The raw number of positives indeed obscures the number of negatives or the number tested. And there isn’t the remotest doubt that current counts of positive test results substantially understate the actual incidence of infection. Still, when it comes to assessing the dynamic state of the epidemic in Philadelphia or anywhere else, the number tested may be a more misleading denominator than the standard population count.
One might argue that the Philadelphia data are entirely consistent with the TPR paradigm. The expansion in testing seen in the last two months – as indicated by the enlarging blue data points in Figure 4 – was accompanied by an increase in the TPR. This observation, some analysts may contend, precisely illustrates the value of the TPR in identifying a dangerous outbreak. The problem with this logic is that both the number of positive tests and the number of total tests are endogenous variables. Without a natural experiment, we can’t tell whether new positive cases were pushing total testing, or whether expanded testing was pulling the number of case counts. Another analyst might observe, “The percent positive will be high if the number of positive tests is too high, or if the number of total tests is too low.” But that’s just having it both ways.
The Hard Winter Ahead
The first equation of the classic SIR model of epidemics teaches us that the incidence of new cases is a product of two basic factors: (1) the number of contagious individuals and (2) the rate at which these contagious individuals transmit their infections to other susceptible individuals.
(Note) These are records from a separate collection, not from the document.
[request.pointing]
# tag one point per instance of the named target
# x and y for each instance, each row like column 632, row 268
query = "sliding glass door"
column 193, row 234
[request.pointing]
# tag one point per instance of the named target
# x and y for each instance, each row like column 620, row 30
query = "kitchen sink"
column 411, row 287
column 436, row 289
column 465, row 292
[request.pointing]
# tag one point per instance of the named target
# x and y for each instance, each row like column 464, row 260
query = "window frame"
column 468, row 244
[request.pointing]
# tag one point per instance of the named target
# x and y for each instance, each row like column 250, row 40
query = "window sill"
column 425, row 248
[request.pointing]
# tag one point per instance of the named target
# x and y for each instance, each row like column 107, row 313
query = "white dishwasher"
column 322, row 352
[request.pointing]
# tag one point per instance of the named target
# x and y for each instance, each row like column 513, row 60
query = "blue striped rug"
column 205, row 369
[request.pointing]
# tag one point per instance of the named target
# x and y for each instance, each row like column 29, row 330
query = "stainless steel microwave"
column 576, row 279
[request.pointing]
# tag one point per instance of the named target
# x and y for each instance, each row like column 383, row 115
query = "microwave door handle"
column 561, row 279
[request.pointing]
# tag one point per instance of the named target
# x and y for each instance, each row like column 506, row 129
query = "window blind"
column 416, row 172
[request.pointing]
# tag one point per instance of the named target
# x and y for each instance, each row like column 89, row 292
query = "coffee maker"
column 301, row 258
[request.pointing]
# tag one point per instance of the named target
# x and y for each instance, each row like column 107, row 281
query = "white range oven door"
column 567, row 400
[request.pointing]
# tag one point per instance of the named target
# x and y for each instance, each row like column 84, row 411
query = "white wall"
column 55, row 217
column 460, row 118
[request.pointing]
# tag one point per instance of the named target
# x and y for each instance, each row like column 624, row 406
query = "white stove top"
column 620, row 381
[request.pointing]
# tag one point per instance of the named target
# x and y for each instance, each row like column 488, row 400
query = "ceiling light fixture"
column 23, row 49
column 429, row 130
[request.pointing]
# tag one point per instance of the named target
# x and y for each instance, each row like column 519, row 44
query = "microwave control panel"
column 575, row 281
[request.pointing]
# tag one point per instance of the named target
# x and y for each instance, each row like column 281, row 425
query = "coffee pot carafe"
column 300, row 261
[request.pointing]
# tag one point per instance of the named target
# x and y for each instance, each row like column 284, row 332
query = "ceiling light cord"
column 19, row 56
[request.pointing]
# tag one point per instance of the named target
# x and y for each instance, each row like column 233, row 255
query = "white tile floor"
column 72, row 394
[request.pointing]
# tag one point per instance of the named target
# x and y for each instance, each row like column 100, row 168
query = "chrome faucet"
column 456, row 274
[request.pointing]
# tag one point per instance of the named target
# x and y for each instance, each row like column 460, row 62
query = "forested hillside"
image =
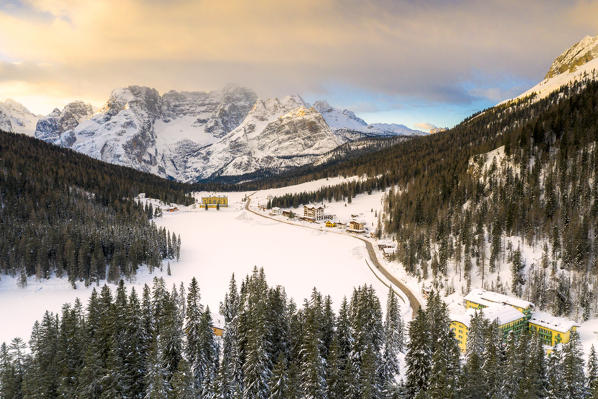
column 458, row 209
column 66, row 214
column 160, row 344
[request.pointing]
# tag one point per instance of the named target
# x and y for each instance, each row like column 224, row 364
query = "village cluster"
column 511, row 314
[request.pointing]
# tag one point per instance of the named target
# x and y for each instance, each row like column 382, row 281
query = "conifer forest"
column 160, row 343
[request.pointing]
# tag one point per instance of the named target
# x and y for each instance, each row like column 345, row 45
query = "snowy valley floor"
column 216, row 244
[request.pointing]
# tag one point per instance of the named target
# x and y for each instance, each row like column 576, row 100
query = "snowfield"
column 216, row 244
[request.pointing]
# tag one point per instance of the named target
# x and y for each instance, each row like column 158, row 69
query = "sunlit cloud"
column 429, row 51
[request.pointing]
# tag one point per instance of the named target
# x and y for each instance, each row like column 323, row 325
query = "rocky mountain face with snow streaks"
column 190, row 136
column 15, row 118
column 348, row 126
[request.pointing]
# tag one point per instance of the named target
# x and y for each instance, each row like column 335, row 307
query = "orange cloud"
column 424, row 49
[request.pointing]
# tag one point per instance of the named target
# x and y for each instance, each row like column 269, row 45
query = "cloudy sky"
column 421, row 62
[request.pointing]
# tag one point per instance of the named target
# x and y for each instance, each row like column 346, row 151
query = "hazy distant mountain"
column 349, row 126
column 578, row 62
column 201, row 135
column 15, row 118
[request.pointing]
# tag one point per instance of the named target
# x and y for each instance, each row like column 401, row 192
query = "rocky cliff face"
column 200, row 135
column 580, row 53
column 15, row 118
column 348, row 127
column 52, row 126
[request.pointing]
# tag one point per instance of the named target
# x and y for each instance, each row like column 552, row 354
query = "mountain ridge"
column 192, row 135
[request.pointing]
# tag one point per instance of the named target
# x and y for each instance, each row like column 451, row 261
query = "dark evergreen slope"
column 454, row 203
column 160, row 344
column 65, row 213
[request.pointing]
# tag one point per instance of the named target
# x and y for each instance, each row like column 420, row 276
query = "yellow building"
column 507, row 317
column 214, row 201
column 553, row 330
column 479, row 299
column 219, row 332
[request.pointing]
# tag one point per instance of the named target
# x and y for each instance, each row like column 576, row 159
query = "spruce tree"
column 418, row 358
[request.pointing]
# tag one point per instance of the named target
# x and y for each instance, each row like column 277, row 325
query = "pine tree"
column 556, row 387
column 393, row 344
column 592, row 368
column 182, row 382
column 573, row 368
column 313, row 379
column 418, row 356
column 156, row 378
column 279, row 379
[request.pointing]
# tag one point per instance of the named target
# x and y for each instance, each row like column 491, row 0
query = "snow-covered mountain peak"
column 578, row 62
column 50, row 128
column 137, row 97
column 322, row 106
column 347, row 126
column 580, row 53
column 15, row 118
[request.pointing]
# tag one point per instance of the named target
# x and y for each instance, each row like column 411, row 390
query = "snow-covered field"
column 216, row 244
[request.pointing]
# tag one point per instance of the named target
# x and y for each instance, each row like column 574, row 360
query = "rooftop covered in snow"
column 489, row 298
column 503, row 314
column 549, row 321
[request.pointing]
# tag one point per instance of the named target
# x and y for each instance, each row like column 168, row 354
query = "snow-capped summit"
column 201, row 135
column 580, row 53
column 578, row 62
column 15, row 118
column 340, row 119
column 348, row 126
column 50, row 128
column 277, row 134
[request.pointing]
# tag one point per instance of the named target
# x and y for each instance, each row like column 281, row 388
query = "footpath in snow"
column 216, row 244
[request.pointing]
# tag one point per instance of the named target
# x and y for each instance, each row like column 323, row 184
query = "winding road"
column 413, row 301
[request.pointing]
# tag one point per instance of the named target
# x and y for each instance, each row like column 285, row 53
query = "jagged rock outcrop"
column 50, row 128
column 15, row 118
column 580, row 53
column 348, row 126
column 190, row 136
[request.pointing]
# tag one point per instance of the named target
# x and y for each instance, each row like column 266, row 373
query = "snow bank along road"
column 413, row 301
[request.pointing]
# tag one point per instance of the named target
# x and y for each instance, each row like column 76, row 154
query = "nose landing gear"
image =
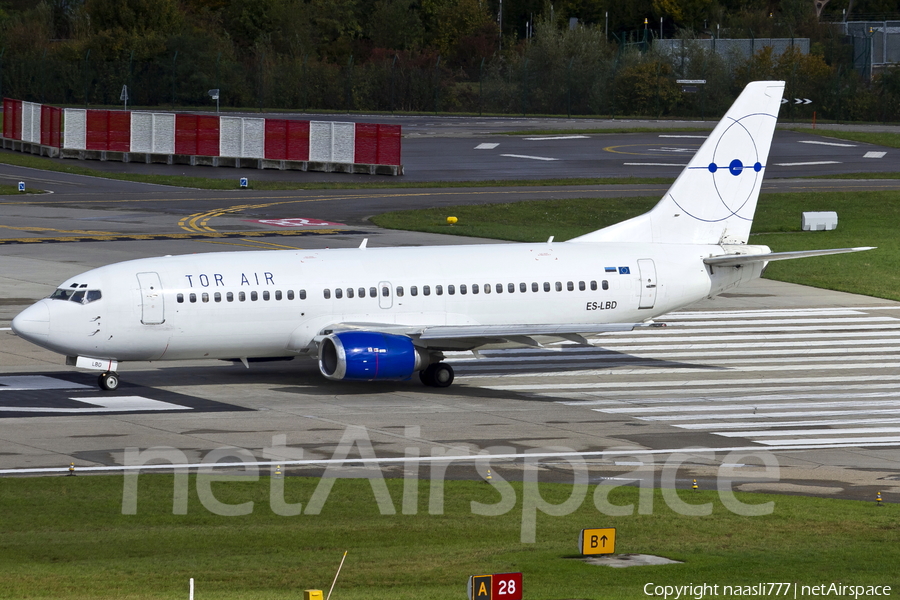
column 108, row 381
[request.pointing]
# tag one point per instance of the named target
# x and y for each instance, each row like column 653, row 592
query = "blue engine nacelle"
column 369, row 355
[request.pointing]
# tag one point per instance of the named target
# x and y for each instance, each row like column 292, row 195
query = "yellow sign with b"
column 598, row 541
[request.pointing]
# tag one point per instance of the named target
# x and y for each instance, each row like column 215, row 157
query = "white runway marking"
column 529, row 157
column 788, row 379
column 560, row 137
column 100, row 405
column 16, row 383
column 808, row 164
column 827, row 143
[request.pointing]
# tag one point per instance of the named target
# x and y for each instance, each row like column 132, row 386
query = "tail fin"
column 714, row 198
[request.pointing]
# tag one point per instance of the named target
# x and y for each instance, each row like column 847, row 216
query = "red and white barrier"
column 274, row 143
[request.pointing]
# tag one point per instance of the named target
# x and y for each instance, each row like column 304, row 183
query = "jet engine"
column 369, row 355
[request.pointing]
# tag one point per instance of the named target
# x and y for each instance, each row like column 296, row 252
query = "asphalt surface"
column 803, row 375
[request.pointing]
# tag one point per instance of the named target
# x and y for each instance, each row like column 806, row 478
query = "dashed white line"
column 529, row 157
column 560, row 137
column 827, row 143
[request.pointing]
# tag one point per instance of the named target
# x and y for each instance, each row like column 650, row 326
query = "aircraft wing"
column 453, row 337
column 734, row 260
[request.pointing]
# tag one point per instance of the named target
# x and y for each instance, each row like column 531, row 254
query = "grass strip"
column 66, row 538
column 865, row 219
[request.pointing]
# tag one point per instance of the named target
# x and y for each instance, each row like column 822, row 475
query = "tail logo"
column 731, row 180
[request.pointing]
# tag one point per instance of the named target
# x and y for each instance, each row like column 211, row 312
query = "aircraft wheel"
column 426, row 375
column 109, row 381
column 443, row 375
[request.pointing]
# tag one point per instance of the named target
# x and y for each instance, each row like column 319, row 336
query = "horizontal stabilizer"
column 734, row 260
column 445, row 332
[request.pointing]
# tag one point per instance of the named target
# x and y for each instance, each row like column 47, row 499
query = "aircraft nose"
column 33, row 323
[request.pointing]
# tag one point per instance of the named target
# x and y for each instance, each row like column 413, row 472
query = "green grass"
column 879, row 138
column 865, row 219
column 65, row 538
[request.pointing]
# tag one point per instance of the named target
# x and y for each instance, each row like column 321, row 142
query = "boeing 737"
column 387, row 313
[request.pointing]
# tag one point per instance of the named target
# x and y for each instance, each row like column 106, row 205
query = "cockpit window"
column 77, row 295
column 61, row 294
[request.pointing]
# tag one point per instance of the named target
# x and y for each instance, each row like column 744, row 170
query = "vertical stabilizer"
column 714, row 198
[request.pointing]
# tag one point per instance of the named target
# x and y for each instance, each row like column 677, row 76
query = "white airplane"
column 386, row 313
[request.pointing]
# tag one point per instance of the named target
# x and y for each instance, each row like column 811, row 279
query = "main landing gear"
column 110, row 381
column 437, row 375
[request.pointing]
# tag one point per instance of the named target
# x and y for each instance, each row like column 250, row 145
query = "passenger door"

During Phase I of the epidemic in Philadelphia, Los Angeles, New York City, San Antonio,Broward County, Florida, and countless other metropolitan areas throughout the world, the surge in cases was driven by factor #2. At the very start, after all, we had no social distancing measures, so that a relatively small number of contagious persons could propagate their infections widely.
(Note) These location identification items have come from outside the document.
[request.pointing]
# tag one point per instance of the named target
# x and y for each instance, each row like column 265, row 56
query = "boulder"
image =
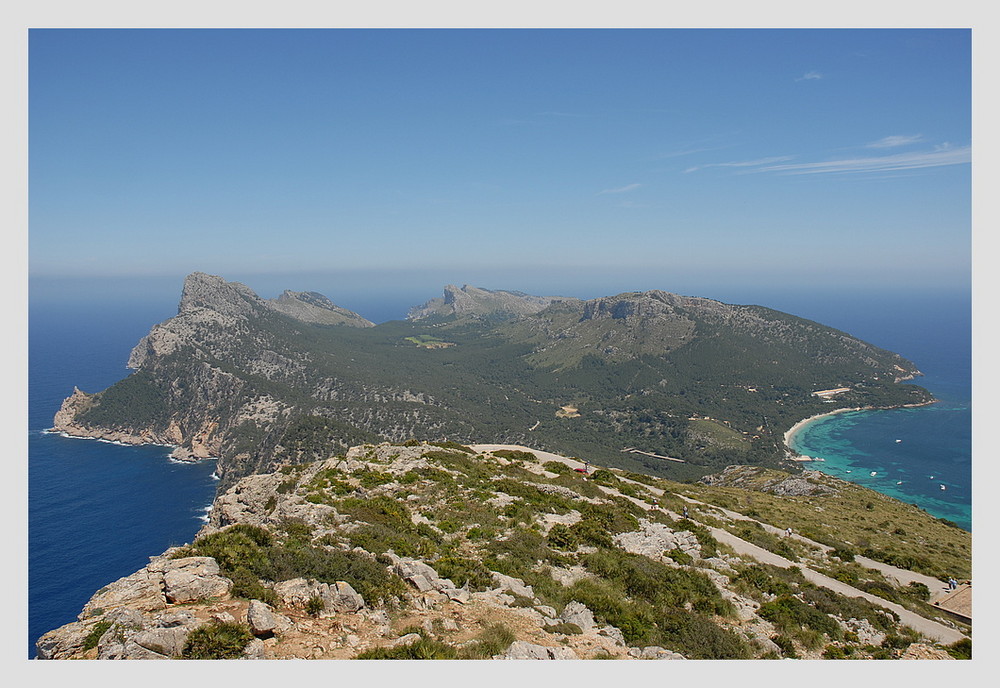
column 260, row 618
column 460, row 595
column 64, row 641
column 514, row 585
column 166, row 642
column 577, row 613
column 653, row 652
column 614, row 633
column 296, row 592
column 407, row 639
column 192, row 578
column 520, row 649
column 143, row 590
column 254, row 649
column 343, row 598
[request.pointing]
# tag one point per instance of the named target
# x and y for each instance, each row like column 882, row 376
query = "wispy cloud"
column 621, row 189
column 742, row 163
column 895, row 141
column 939, row 157
column 552, row 113
column 809, row 76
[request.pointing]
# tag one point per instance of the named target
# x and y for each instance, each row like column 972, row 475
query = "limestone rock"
column 514, row 585
column 142, row 590
column 656, row 538
column 653, row 652
column 343, row 598
column 254, row 649
column 407, row 639
column 521, row 649
column 578, row 614
column 260, row 618
column 192, row 578
column 63, row 642
column 614, row 633
column 166, row 642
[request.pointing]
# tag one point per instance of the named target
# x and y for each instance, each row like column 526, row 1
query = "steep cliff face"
column 312, row 307
column 470, row 301
column 204, row 378
column 381, row 553
column 258, row 382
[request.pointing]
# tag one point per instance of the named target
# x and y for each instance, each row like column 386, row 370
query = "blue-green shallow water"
column 936, row 440
column 931, row 454
column 98, row 511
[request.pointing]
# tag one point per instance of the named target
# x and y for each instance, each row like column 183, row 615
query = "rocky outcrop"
column 520, row 649
column 312, row 307
column 308, row 527
column 772, row 482
column 475, row 302
column 655, row 539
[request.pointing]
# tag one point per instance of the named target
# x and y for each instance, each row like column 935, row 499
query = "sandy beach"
column 804, row 422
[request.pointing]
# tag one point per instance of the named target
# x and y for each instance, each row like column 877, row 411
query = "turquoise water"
column 935, row 442
column 931, row 453
column 97, row 511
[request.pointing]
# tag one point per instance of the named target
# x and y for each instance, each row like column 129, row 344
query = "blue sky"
column 567, row 161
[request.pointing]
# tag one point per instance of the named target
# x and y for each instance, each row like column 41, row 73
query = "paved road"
column 927, row 627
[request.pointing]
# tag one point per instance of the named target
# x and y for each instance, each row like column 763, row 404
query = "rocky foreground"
column 439, row 551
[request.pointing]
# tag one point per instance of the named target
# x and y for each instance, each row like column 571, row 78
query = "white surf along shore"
column 798, row 427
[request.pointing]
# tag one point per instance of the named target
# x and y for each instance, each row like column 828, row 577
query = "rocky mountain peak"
column 313, row 307
column 209, row 291
column 477, row 302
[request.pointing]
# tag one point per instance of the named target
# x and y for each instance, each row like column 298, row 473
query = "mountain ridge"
column 379, row 553
column 233, row 376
During this Phase IV of the epidemic – which appears to be continuing into the cold, hard winter to come – the new surge in cases is being driven by factor #1. The growing number of asymptomatic individuals has now overwhelmed what social distancing measures we have put in place. Despite marginal improvements in testing capacity of the order of magnitude seen in Philadelphia, we haven’t come anywhere near the level of testing we need.
Without routine, repeated testing of asymptomatic carriers through widespread rapid testing on a far more massive scale than we’ve seen so far, we’ll continue to be “operating in the dark,” no matter what the test positivity rate is.
Comments and Responses
In response to the thoughtful comment below by Prof. Raphael Thomadsen. As an indicator of the adequacy of testing, the TPR appears to have little or no informative value. When it comes to gauging the severity of the epidemic, the TPR might serve as a proxy for the case incidence rate. But that just begs the question: What does the graph of TPR in Figure 4 tell us that we haven’t already learned from the graph of the case incidence rate in Figure 3? As to whether there were different test regimes, take a look at the graph below. There was clearly a different regime during Phase I, when the CDC was still struggling to come up with a reliable PCR test for coronavirus infection. After that, the total number of tests has climbed steadily at about 5 percent per week.